SPOILER REVIEW
Despite an attempt at a decent performance by Robert Downey Jr, Dolittle’s boring stock characters, brainless humour and lazy writing condemn it to failure.
Let me just preface this review by saying that I’m hardly the target audience for this sort of movie. Dolittle is your bog-standard take-the-whole-family kids’ summer movie that dropped in the middle of January. We obviously must be in some sort of slow season. Now that you and I are both aware of what type of film we’re talking about here, there are certain things you’d come to expect: decent(ish) performances, mild fantasy violence and a whole load of jokes for kids. Nothing great, but not totally intolerable for adults either. Dolittle isn’t that. Somehow it manages to be worse, borderline offensive even. The post-Marvel years are clearly not being kind to Robert Downey Jr.

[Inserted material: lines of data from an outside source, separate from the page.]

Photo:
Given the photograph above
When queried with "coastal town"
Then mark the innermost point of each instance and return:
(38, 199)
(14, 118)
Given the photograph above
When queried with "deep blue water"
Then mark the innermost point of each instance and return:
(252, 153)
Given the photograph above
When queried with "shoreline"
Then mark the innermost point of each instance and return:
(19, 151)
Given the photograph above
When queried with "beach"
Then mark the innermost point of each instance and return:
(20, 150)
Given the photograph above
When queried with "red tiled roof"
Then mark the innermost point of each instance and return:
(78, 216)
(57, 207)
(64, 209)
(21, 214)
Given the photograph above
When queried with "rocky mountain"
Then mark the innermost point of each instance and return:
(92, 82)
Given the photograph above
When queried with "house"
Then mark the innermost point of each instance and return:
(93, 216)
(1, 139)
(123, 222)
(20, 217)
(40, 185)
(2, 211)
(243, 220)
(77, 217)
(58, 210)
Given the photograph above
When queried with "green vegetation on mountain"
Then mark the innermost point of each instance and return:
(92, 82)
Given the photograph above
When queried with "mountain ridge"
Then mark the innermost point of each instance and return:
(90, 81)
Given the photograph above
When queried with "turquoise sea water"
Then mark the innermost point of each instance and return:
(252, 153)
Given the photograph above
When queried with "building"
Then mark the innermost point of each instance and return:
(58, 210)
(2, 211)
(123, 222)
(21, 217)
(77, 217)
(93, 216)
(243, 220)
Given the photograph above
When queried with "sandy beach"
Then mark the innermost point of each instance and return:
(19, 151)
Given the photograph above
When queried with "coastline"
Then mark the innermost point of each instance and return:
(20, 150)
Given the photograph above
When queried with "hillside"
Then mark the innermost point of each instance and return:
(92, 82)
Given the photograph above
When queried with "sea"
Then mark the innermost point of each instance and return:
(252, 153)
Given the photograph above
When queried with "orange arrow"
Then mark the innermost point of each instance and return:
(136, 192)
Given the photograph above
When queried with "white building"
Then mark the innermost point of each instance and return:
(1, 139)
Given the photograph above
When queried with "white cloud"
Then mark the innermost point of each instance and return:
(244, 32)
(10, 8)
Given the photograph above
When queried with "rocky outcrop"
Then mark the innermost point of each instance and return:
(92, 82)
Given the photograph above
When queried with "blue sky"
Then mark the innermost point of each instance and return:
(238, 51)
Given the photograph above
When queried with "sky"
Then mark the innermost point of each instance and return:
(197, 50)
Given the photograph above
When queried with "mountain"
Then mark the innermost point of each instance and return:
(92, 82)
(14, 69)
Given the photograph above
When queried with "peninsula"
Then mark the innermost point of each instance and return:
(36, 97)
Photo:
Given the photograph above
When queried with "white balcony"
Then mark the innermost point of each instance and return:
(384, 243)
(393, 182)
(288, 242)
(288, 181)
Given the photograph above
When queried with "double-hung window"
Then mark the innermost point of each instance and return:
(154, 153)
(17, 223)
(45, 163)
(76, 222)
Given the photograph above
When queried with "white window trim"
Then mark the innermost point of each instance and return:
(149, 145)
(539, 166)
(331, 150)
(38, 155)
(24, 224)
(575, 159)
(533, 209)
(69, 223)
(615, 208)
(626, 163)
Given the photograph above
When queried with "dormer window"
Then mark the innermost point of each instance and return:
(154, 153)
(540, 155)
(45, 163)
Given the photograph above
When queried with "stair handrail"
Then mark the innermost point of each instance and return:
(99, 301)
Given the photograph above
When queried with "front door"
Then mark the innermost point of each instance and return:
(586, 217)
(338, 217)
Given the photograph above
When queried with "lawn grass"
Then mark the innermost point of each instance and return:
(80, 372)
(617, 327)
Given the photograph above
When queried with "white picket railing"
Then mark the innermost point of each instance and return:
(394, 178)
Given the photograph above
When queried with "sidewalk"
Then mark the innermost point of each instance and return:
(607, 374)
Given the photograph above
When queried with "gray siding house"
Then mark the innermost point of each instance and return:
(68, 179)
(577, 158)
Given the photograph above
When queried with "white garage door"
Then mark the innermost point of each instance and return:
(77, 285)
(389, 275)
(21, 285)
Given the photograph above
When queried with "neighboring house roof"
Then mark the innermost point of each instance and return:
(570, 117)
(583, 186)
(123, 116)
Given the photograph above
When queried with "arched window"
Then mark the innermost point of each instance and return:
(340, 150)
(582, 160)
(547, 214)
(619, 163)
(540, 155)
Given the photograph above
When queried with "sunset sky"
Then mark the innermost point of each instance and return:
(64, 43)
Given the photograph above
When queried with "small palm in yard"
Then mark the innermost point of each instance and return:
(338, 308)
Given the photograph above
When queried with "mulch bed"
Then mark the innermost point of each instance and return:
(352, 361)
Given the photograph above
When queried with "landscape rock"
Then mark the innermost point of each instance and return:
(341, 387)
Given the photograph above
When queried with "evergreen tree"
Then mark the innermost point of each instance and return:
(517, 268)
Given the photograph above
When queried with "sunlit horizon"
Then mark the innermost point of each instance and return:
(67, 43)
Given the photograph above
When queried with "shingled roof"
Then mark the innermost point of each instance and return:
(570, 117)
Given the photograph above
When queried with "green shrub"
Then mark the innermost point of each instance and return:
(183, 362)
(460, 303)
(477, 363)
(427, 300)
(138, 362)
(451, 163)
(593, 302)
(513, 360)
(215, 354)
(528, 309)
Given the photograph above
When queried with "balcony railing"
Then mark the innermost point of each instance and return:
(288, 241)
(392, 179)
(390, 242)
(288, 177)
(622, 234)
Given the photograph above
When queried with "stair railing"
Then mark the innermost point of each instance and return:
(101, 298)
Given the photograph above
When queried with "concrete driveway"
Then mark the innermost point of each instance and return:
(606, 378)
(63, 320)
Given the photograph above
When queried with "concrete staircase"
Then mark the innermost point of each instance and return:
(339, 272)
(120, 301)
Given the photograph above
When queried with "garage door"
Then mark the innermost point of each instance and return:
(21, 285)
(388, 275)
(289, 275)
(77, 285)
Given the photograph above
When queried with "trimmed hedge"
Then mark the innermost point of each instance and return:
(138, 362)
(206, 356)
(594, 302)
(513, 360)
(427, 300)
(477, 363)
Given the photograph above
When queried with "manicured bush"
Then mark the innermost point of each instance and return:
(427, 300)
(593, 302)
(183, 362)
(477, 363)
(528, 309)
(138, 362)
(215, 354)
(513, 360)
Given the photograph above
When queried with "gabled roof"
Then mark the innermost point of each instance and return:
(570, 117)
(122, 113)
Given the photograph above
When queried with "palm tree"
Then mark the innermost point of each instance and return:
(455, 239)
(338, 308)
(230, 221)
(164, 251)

The character of Doctor Dolittle, the vet and naturalist who has the ability to speak to all animals, first appeared in a number of children’s novels by author Hugh Lofting. The problem here is that no one behind this reboot seems to have given them much thought. Dolittle, played in this instance by Downey Jr., has lost his wife Lily who was shipwrecked and died in a storm. Now a recluse within the walls of his animal sanctuary, refusing all contact with the rest of his own species, Dolittle is stirred by the arrival of Lady Rose (Carmel Laniado), a princess who comes bearing a message: the Queen of England is deathly ill and only the doctor has the expertise to cure her. Dolittle finds that the queen has consumed a highly poisonous plant and only the fruit of the mythical Eden tree can cure her. Since her death would mean the Treasury would claim the land on which his sanctuary sits, Dolittle reluctantly sets out on a voyage to find this fruit, with his animal companions and new assistant Stubbins (Harry Collett) in tow.

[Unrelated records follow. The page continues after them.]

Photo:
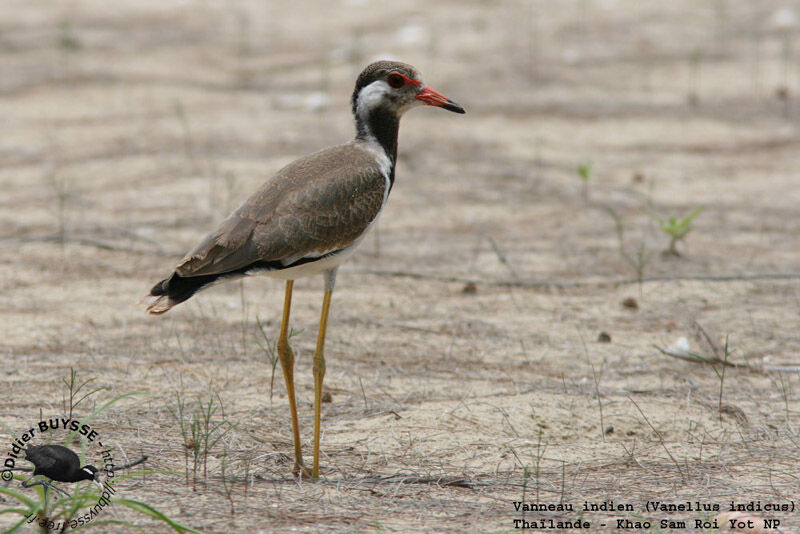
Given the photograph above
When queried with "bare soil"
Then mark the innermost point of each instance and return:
(463, 359)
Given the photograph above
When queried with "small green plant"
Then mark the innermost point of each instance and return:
(270, 349)
(677, 228)
(200, 431)
(585, 174)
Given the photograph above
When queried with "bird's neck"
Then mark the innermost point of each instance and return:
(379, 125)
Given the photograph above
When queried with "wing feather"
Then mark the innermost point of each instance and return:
(313, 206)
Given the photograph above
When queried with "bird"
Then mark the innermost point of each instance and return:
(309, 218)
(58, 463)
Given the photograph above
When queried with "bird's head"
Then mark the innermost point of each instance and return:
(395, 87)
(90, 472)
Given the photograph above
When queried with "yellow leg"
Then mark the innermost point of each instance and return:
(319, 374)
(287, 364)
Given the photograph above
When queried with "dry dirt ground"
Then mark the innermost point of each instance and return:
(464, 361)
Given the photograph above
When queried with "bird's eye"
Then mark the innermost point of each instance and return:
(396, 81)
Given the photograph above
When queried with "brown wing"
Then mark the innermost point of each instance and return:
(315, 205)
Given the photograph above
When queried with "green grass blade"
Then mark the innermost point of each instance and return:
(148, 510)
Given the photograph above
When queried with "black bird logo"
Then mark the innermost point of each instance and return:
(59, 464)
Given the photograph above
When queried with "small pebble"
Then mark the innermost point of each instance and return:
(631, 303)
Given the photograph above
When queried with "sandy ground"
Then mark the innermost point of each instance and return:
(464, 361)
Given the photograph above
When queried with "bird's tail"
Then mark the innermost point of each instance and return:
(175, 289)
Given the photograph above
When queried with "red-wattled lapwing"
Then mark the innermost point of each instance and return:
(58, 463)
(310, 217)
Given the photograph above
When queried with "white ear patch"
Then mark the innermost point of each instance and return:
(371, 96)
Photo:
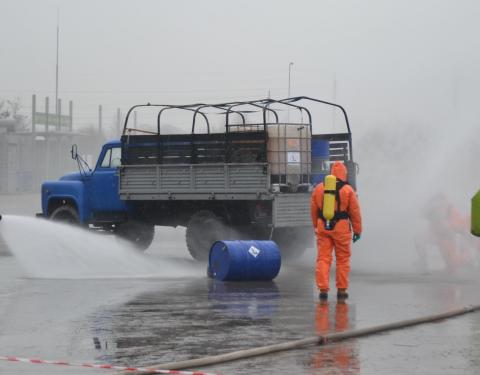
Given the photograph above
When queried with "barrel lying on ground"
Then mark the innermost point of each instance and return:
(244, 260)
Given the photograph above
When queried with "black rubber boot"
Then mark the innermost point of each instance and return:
(342, 294)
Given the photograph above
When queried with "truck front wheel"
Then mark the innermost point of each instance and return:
(66, 214)
(138, 233)
(203, 229)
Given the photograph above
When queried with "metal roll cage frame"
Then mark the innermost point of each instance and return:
(263, 104)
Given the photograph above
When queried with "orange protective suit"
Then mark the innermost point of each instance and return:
(340, 237)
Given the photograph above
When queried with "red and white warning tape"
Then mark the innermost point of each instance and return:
(101, 366)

The plot seems to have been carefully crafted to steer the audience away from excitement. That the film’s climax involves Downey Jr. removing rusted plate armour and bagpipes from a dragon’s rectum before advising it to eat more leafy greens is a pretty good summation of its overall quality. The few dangling plot threads and laughable dialogue are barely worth mentioning; your five-and-under kids won’t notice and if you’re an adult, going to Dolittle with your five-and-under kids is the only way you can claim any modicum of self-respect upon entering the theatre. Downey Jr. is the only standout, but that’s not saying much at all His character is irascible, clever and bighearted (all played convincingly) with a Welsh accent (only vaguely convincing). The only way to make Michael Sheen’s villain any more stereotypical would be to have him sporting a handlebar moustache with his endgame involving tying a damsel to some train tracks.
I can’t quite imagine what kind of silver-tongued casting director Universal employed to talk this many people into this gig. A frankly absurd number of big-name actors phone it in: Kumail Nanjiani as an ostrich, Octavia Spencer as a duck, Tom Holland as a bespectacled dog. The list goes to bizarre lengths up to the point where you’re questioning whether the end credits are genuinely real or just the result of someone having a laugh. Craig Robinson (Brooklyn 99’s Doug Judy) earns some laughs voicing Kevin the injured squirrel, who periodically makes logs about the “enemy” Stubbins, who accidentally shot him earlier, ingratiating himself with the crew. At the very least, most of them benefit in that playing CG animals with poorly synced mouths means they have some degree of plausible deniability regarding their involvement in Dolittle. The atrocious poop humour and fart jokes, which you’d expect from a kids’ film, are not only hammered home, but are actually part of the climax too. They’re accompanied only by a few adults-only in-jokes like a dragonfly musing over whether a scorpion has a bigger “stinger” than he does, or a polar bear (coincidentally voiced by John Cena) telling an ostrich about how his father “left for a pack of seals and never returned”. Unfortunately, this crass, eye-watering absurdity has to be seen to be believed.
We know kids’ films can be good. In fact, they can be very good and break convention, even if the genre as a whole has a mixed reputation amongst adults. Dolittle goes the opposite direction for reasons that aren’t totally clear, and predictably it flops hard. Your young kids might like it, but I wouldn’t be surprised to find that anyone even slightly older would have outgrown this dubious brand of comedy. Just take them to the zoo instead. The animals don’t talk but at least then you might all have some fun.